A graduate of Harvard University, Steven Kest began working as an organizer for the now-defunct community group ACORN in 1975. He later served as ACORN’s national campaign director before ultimately becoming executive director, a post he held from 1990 through 2009.
In the very early 1990s, Kest was present at the initial strategic meetings—held in Joel Rogers‘s Wisconsin home—where the founding agendas of the pro-socialist New Party were first spelled out. To view a list of others who were also present at that meeting, and a list of additional key founders of the New Party, click here.
In a 2003 City Journal article, Manhattan Institute senior fellow Sol Stern quoted Kest as having said, vis a vis welfare-reform initiatives designed to move people off the welfare rolls and into paying jobs:
“There’s an emerging consensus that for those who can work, it should be encouraged. [But work] should come with adequate supports, such as day care and transportation, to get people out of poverty…. We also still believe that, for a lot of people, it’s not right to force them to work. There should be some type of income support for those who still won’t be able to join the work force.”
“In other words,” Stern summarized, Kest’s prescription was for “perpetual dependency.”
Under Kest’s guidance, ACORN was a resolute advocate of raising the minimum wage. In 2012, Kest lauded ACORN’s “minimum-wage campaign” as an initiative that had “increase[d] the living standards of people who are poor by putting more money in their pockets,” while simultaneously “tak[ing] money out of other people’s pockets”—namely, those of “stock shareholders” and “people who run corporations.” “We picked some very powerful pockets,” Kest boasted.
When ACORN dissolved amid massive scandal in early 2010, Kest became a senior fellow at the Center for American Progress (CAP). He shared this honor with self-described “communist” and 9/11 truther Van Jones, also a senior fellow at CAP.
In November 2010, Kest spoke at a CAP-sponsored event on “the history and the future of community organizing” with John Atlas, president of the National Housing Institute. Soon after that event, Kest’s name disappeared from the list of “experts” on the CAP website.
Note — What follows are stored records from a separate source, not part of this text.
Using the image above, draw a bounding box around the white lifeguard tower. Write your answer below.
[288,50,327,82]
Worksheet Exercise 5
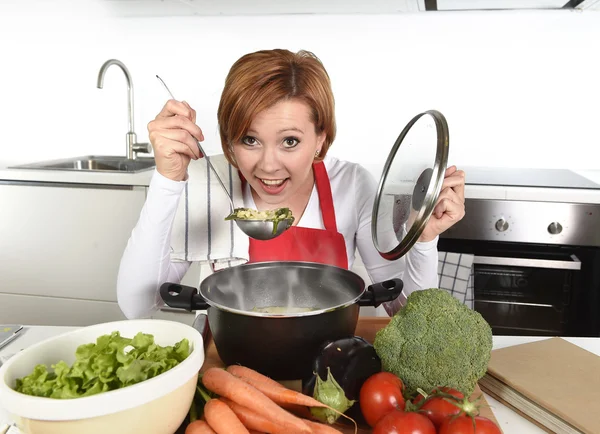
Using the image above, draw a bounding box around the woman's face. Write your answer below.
[233,99,325,206]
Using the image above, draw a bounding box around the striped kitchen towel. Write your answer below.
[171,154,249,270]
[438,252,475,309]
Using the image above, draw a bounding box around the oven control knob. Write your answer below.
[496,219,508,232]
[548,222,562,235]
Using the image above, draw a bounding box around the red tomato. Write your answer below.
[439,414,502,434]
[414,387,464,429]
[358,372,404,427]
[373,410,436,434]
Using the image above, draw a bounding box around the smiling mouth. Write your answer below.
[258,178,287,187]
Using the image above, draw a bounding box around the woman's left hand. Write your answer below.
[419,166,465,241]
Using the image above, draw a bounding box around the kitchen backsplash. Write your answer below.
[0,1,600,169]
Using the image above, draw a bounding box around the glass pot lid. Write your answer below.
[371,110,449,260]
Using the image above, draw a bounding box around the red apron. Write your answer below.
[249,161,348,269]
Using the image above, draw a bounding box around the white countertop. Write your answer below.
[0,165,600,203]
[0,326,600,434]
[0,166,154,186]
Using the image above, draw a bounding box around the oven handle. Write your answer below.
[473,255,581,270]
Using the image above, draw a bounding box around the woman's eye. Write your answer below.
[242,136,256,146]
[283,137,300,148]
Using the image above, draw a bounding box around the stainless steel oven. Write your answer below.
[438,185,600,336]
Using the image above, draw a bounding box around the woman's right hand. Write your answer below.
[148,99,204,181]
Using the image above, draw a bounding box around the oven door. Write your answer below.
[438,238,582,336]
[473,252,581,335]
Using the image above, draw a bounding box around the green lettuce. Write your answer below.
[15,331,190,399]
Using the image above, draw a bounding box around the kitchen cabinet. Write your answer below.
[0,181,146,325]
[0,176,387,326]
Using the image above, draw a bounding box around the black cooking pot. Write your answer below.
[160,262,403,380]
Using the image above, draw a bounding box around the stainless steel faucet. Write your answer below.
[97,59,151,160]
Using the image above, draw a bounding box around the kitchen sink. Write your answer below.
[12,155,156,173]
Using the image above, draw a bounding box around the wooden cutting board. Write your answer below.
[200,317,498,434]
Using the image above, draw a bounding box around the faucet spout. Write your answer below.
[97,59,135,133]
[96,59,151,159]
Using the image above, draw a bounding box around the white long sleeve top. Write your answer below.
[117,155,438,319]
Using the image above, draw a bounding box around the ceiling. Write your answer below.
[102,0,600,17]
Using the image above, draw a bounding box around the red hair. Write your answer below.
[217,49,336,167]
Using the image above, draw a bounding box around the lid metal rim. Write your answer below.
[371,110,449,260]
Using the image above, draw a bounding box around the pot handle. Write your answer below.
[160,282,208,312]
[358,278,404,307]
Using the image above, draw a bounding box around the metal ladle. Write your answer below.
[156,75,294,240]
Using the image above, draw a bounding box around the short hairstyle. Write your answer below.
[217,49,336,167]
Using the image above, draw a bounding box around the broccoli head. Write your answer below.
[373,288,492,396]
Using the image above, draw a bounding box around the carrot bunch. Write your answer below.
[185,365,356,434]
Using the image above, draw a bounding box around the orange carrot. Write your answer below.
[304,420,341,434]
[204,399,249,434]
[185,420,217,434]
[202,368,310,434]
[220,398,285,434]
[227,365,285,388]
[227,365,327,408]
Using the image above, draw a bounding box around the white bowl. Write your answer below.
[0,319,204,434]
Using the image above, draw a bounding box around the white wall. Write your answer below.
[0,1,600,169]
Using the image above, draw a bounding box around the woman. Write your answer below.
[117,50,465,318]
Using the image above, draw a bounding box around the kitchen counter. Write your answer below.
[0,166,154,186]
[0,165,600,203]
[0,326,600,434]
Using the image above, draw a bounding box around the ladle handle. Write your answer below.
[196,140,235,212]
[156,75,235,212]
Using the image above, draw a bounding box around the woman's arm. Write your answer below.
[355,166,438,315]
[117,170,190,319]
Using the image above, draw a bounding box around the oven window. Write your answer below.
[474,265,573,335]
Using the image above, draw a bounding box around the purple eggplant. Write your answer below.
[302,336,381,422]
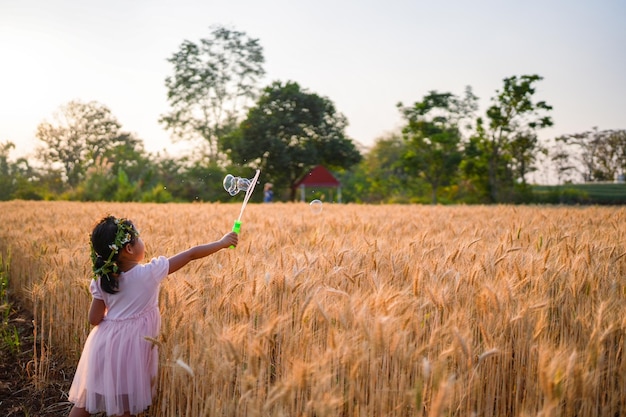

In October 2012, Kest participated in a National Radio Project program, sponsored by Demos, on “The Life, Death and Rebirth of ACORN.” During the program, he stated that ACORN’s “major accomplishment” had been “to organize poor people so that they would have more power in America, in the economy and in the electoral system.” Kest noted, for instance, that in 2008 ACORN had “registered over a million new low-income voters, almost all of them of color.” It was ACORN’s effectiveness, said Kest, that ultimately caused “those who had the power” to become “pissed off enough to go after us.”